Rule 4901:1-16-04 | Records, maps, inspections, leak management, and service line abandonment.
(A) Each operator shall maintain all records necessary to ensure compliance with applicable sections of the pipeline safety code, and keep such records readily available for inspection by the commission, its staff, or its authorized representative(s).
(1) Unless otherwise provided by this chapter, each operator shall retain records for three years to show compliance with the requirements of the Pipeline Safety Code.
(2) Each operator shall retain records of each leak survey, as required by 49 C.F.R. 192.723 as effective on the date referenced in paragraph (D) of rule 4901:1-16-02 of the Administrative Code, for five years.
(B) Except for an operator of a master meter system, each operator shall establish and maintain maps of the operator's service area which identify the operator's intrastate gas pipeline facilities, excluding service lines as defined in 49 C.F.R. 192.3 as effective on the date referenced in paragraph (D) of rule 4901:1-16-02 of the Administrative Code.
(C) Each operator shall permit the commission, its staff, and authorized representative(s) to: enter its intrastate gas pipeline facilities; and to inspect, and copy records and maps, which the commission, its staff, or its authorized representative(s) may require to administer and enforce the pipeline safety code.
(D) Each operator shall investigate and classify all leak indications to determine the location, extent, and potential hazard of migrating gas utilizing leak detection equipment. As used in this rule, leak detection equipment means any device capable of detecting and measuring the concentration of natural gas in the atmosphere. The operator shall classify all hazardous leaks immediately and classify all other leaks within two business days of discovery. Leaks are classified as follows:
(1) A grade-one classification represents an indication of leakage presenting an existing or probable hazard to persons or property, and requires immediate repair or continuous action until the conditions are no longer hazardous.
(2) A grade-two classification represents an indication of leakage recognized as being nonhazardous at the time of detection, but requires scheduled repair based upon the severity and/or location of the leak.
(3) A grade-three classification represents an indication of leakage recognized as being nonhazardous at the time of detection and can be reasonably expected to remain nonhazardous.
(E) Upon discovery of the corresponding leak(s) from above, each operator shall take the following actions:
(1) Take continuous action on leaks classified as grade one to protect life and property until the condition is no longer hazardous.
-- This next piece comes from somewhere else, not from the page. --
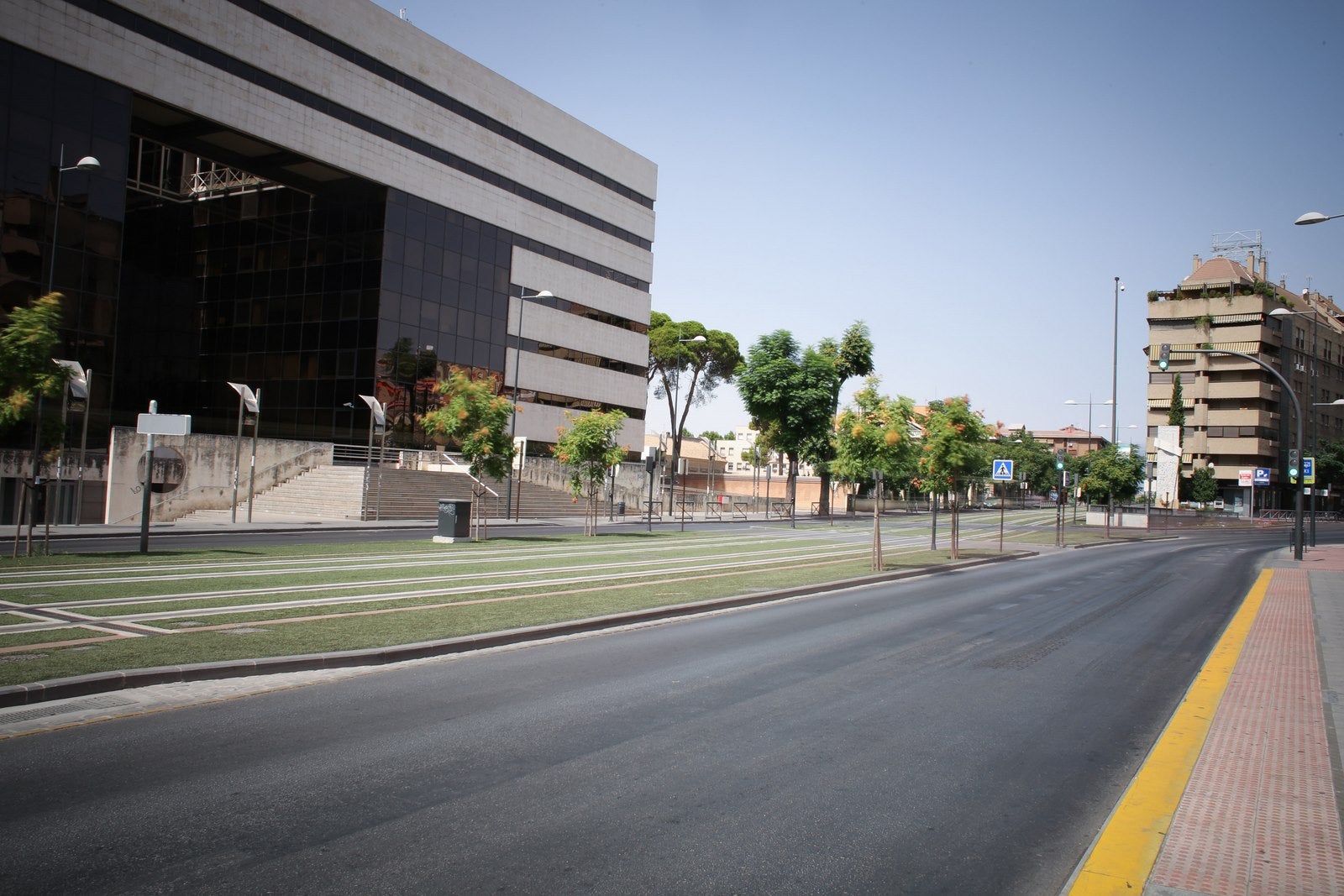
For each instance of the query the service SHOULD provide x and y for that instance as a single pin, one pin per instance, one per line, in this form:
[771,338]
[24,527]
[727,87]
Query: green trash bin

Continuous action is defined as having personnel at the scene of the leak with leak detection equipment attempting to locate the source of the leak and taking action to prevent migration into structures, sewers, etc.
Leaks classified as grade one may be reclassified by performing a physical action to the pipeline (clamp, replacement, tape wrap, etc.) or pipeline facility. Venting, holes, aerators, or soil purging of a leak are not considered physical actions to the pipeline.
All below grade hazardous leaks repaired or reclassified, other than by the replacement of the affected section of pipe, must be reevaluated after allowing the soil to vent and stabilize but not more than thirty calendar days after such physical action.
(2) Repair or clear leaks classified as grade two no later than fifteen months from the date the leak is discovered, unless the pipeline containing the leak is replaced within twenty-four months from the date the leak is discovered. If a replacement project that will clear a leak classified as grade two is cancelled after the fifteenth month after classification of the leak(s), the associated leak(s) must be cleared within forty-five days of the cancellation of the project, not to exceed twenty-four months from the date of the leak classification. Leaks classified as grade two shall be reevaluated at least once every six months until cleared.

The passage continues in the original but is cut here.